Automatic Construction of Inference-Supporting Knowledge Bases
While there has been tremendous progress in automatic database population in recent years, most of human knowledge does not naturally fit into a database form. For example, knowledge that "metal objects can conduct electricity" or "animals grow fur to help them stay warm" requires a substantially different approach to both acquisition and representation. This kind of knowledge is important because it can support inference e.g., (with some associated confidence) if an object is made of metal then it can conduct electricity; if an animal grows fur then it will stay warm. If we want our AI systems to understand and reason about the world, then acquisition of this kind of inferential knowledge is essential. In this paper, we describe our work on automatically constructing an inferential knowledge base, and applying it to a question-answering task. Rather than trying to induce rules from examples, or enter them by hand, our goal is to acquire much of this knowledge directly from text. Our premise is that much inferential knowledge is written down explicitly, in particular in textbooks, and can be extracted with reasonable reliability. We describe several challenges that this approach poses, and innovative, partial solutions that we have developed. Finally we speculate on the longer-term evolution of this work.
Our long-term goal is the construction of "knowledgeable machines" -machines that contain large volumes of general and scientific knowledge, stored in a computable form, supporting reasoning and explanation. Our short-term instantiation of this goal is to build a machine that can pass elementary grade science exams, itself a hard task that has not yet been achieved in AI. The challenge is formidable because many of the exam questions require reasoning with both domainspecific and commonsense knowledge [1, 12] . Given the cost of manually encoding that knowledge, our goal is to acquire much of it automatically. This performance task helps inform both the AKBC and reasoning requirements. For example, consider the following multiple choice questions, taken from a 4th grade exam:
What form of energy is being used when a person pushes a wooden block across the floor? (A) mechanical (B) magnetic (C) sound (D) electrical Fourth graders are planning a roller-skate race. Which surface would be the best for this race? (A) gravel (B) sand (C) blacktop (D) grass This style of question is typical of 4th grade science, but is very different from the "factoid" questions that are often the focus of AKBC and question-answering  . There are no preconstructed factoid databases (e.g., Freebase tables) where answers can be looked up. Similarly, while Web search or word correlation methods can sometimes guess answers correctly, such methods are unreliable (e.g., in the second question, correlations between grass and race, and sand and surface, mislead such methods). Instead, they require knowledge about general truths and their application to specific (hypothetical) situations or scenarios. For the first question, we need access to knowledge that relates mechanical energy with movement of objects and an inference mechanism that draws conclusions about the "the block being pushed" using this knowledge. For the second question, we need to know that a roller-skate race involves roller skating, that roller skating is best on a smooth surface, and that blacktop is smooth. Obtaining these fragments of world knowledge and integrating them together is challenging.
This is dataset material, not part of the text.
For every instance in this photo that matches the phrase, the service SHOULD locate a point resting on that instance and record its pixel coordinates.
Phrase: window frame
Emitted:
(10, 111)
Text does provide much of the required knowledge, but often expressed using different wordings and requiring interpretation. For example, for the first question, a study guide textbook  states:
Mechanical energy is produced when two objects move together. Mechanical energy exerted by one object can push or pull another object.
and for the second we find in dictionaries:
Roller skating: glide across a smooth surface wearing roller skates Blacktop: a bituminous material used for providing a smooth paving to a road.
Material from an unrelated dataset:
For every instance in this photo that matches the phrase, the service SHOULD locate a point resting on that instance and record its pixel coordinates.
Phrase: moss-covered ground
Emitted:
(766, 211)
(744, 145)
These examples illustrate some obstacles for acquiring and using knowledge from them:
• Their wordings do not neatly align with the wording in the questions; rather, there are differences in both generality and phrasing that the system must bridge • They are almost all generic sentences, a difficult type to process • They are imprecise and/or have assumed (unstated) context • They are linguistically complex, meaning interpretations are likely to contain errors These lead to several requirements for acquisition, representation, and reasoning:
• the system must have knowledge of linguistic variability and be able to tolerate it • the system must be able to relate specific cases to their generalizations (taxonomic reasoning)
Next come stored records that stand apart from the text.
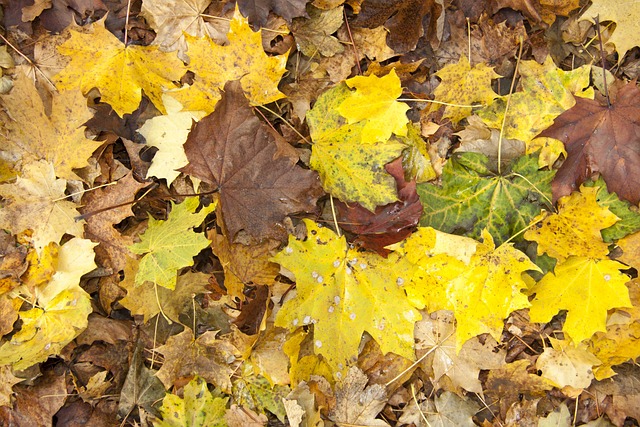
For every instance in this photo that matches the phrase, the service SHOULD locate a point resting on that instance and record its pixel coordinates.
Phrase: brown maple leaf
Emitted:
(600, 138)
(389, 223)
(259, 183)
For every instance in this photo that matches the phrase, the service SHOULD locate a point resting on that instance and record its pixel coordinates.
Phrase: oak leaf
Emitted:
(374, 101)
(604, 139)
(197, 407)
(169, 245)
(37, 201)
(259, 183)
(473, 197)
(460, 84)
(575, 229)
(57, 138)
(547, 91)
(349, 168)
(61, 311)
(586, 288)
(343, 293)
(100, 60)
(480, 283)
(242, 59)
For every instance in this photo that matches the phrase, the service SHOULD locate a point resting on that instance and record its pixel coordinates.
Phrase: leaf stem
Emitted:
(506, 108)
• the system must have a means for interpreting and applying generic statements • reasoning must be robust to an incomplete/noisy KB (some notion of probability/confidence is essential). In particular, the system needs to be able to make plausible leaps ("jump the gaps") between facts during inference if knowledge is missing.
We have made some initial progress towards a representation language (partially) meeting these requirements, and AKBC technology for extracting knowledge in that form. We give a short overview of our progress, and then describe our longer-term directions.
2. Approach 2.1 Representation And Inference
The input to our AKBC task is a collection of textbook-style texts and dictionary definitions, and the output is a knowledge base (KB), expressed in a probabilistic (subset of) first-order logic. Because the process is automated, the resulting logic expressions all have a similar structure, namely a "forall...exists..." format that we illustrate shortly. To tolerate a degree of linguistic variability, we include original text strings (words/phases) in the representation to denote concepts, and replace equality with a (phrasal) textual entailment service that provides a degree of confidence in equality. To tolerate incompleteness in the KB, we use an inference process that mixes logical reasoning with lexical matching, allowing the system to weakly reach conclusions even if some evidence is not known, thus "jump knowledge gaps" and avoid the brittleness of traditional deductive reasoning. A semantics for this is given in  . For other work on mixed inference, see [5, 10, 11 ].
2.2 Akbc Methodology
Our approach to AKBC occurs in three steps: 1. Specification: Identify the different classes of knowledge required for the performance task, and create a vocabulary for representing them (typically a small number of predicates). 2. Extraction: Build and apply extractors that identify expressions of those knowledge types in text.
3. Interpretation: Generate inference rules from the extractions. These rules denote the inference(s) that the extractions are deemed to sanction. We now briefly describe these steps.
Although our performance task requires substantial knowledge, there are recurring types of knowledge that can be identified. For these types, we define a simple modeling vocabulary (typically one or two predicates), so that they can be represented semantically rather than lexically in the KB. These predicates are the targets for extraction. From an analysis of exam questions, our initial target predicates were: CAUSE/EFFECT, ENABLES, PURPOSE, REQUIREMENT, CONDITION, PART-OF, and EXAMPLE-OF relationships. We have recently added a more specialized vocabulary for representing statements about discrete and qualitative changes.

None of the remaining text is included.